With this MCP server running, I can use Claude and say things like "search my notes for that article about streaming architectures" or "what did I save about pgvector indexing strategies?" and Claude will query my knowledge base directly.

Daily Usage Patterns

After three months of use, I have around 2,400 knowledge chunks stored. My most common interactions are:

  • Searching for code patterns I have used before in other projects
  • Retrieving notes from technical articles I read weeks ago
  • Asking Claude to summarise everything I know about a specific topic by pulling from my knowledge base
  • Finding connections between ideas stored at different times

Performance and Scaling

With 2,400 chunks, pgvector searches complete in under 15 milliseconds. The IVFFlat index handles this volume easily, and I expect it to perform well up to tens of thousands of chunks before needing any optimisation. The entire system runs on the same VPS as my other projects, using minimal resources.

Tagging and Organisation

Every knowledge chunk can be tagged with multiple labels. Tags help with both filtering and context. When I search for something, I can optionally restrict results to specific tags like "python" or "architecture" to narrow down the results. The tagging system also powers a simple analytics view that shows me which topics I have been capturing the most knowledge about, revealing patterns in my learning that I would not notice otherwise. Over the past three months, my top tags have been "AI engineering," "pgvector," and "prompt engineering," which aligns well with where I have been focusing my work.

What I Learned

The most surprising lesson was how much the MCP integration changed my workflow.

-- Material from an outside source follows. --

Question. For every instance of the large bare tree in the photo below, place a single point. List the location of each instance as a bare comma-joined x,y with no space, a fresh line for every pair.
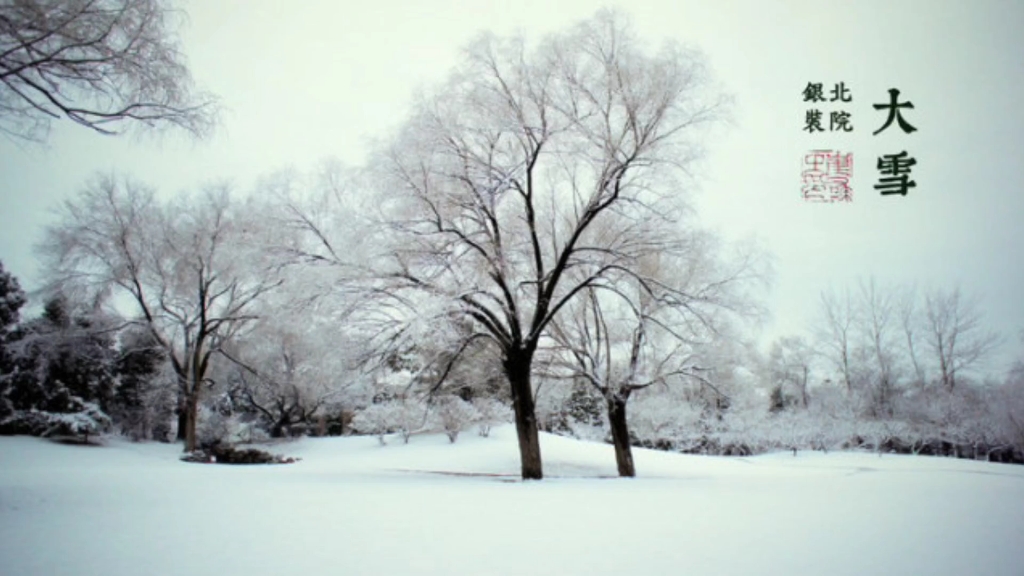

Before MCP, I had to context-switch between my knowledge base and my AI conversations. Now they are seamlessly connected. When I ask Claude a question about one of my projects, it can pull in my actual notes and past decisions rather than guessing.

If you are building any kind of retrieval-augmented generation system, I strongly recommend considering MCP as the access layer. It turns a standalone tool into a capability that every AI assistant in your workflow can use.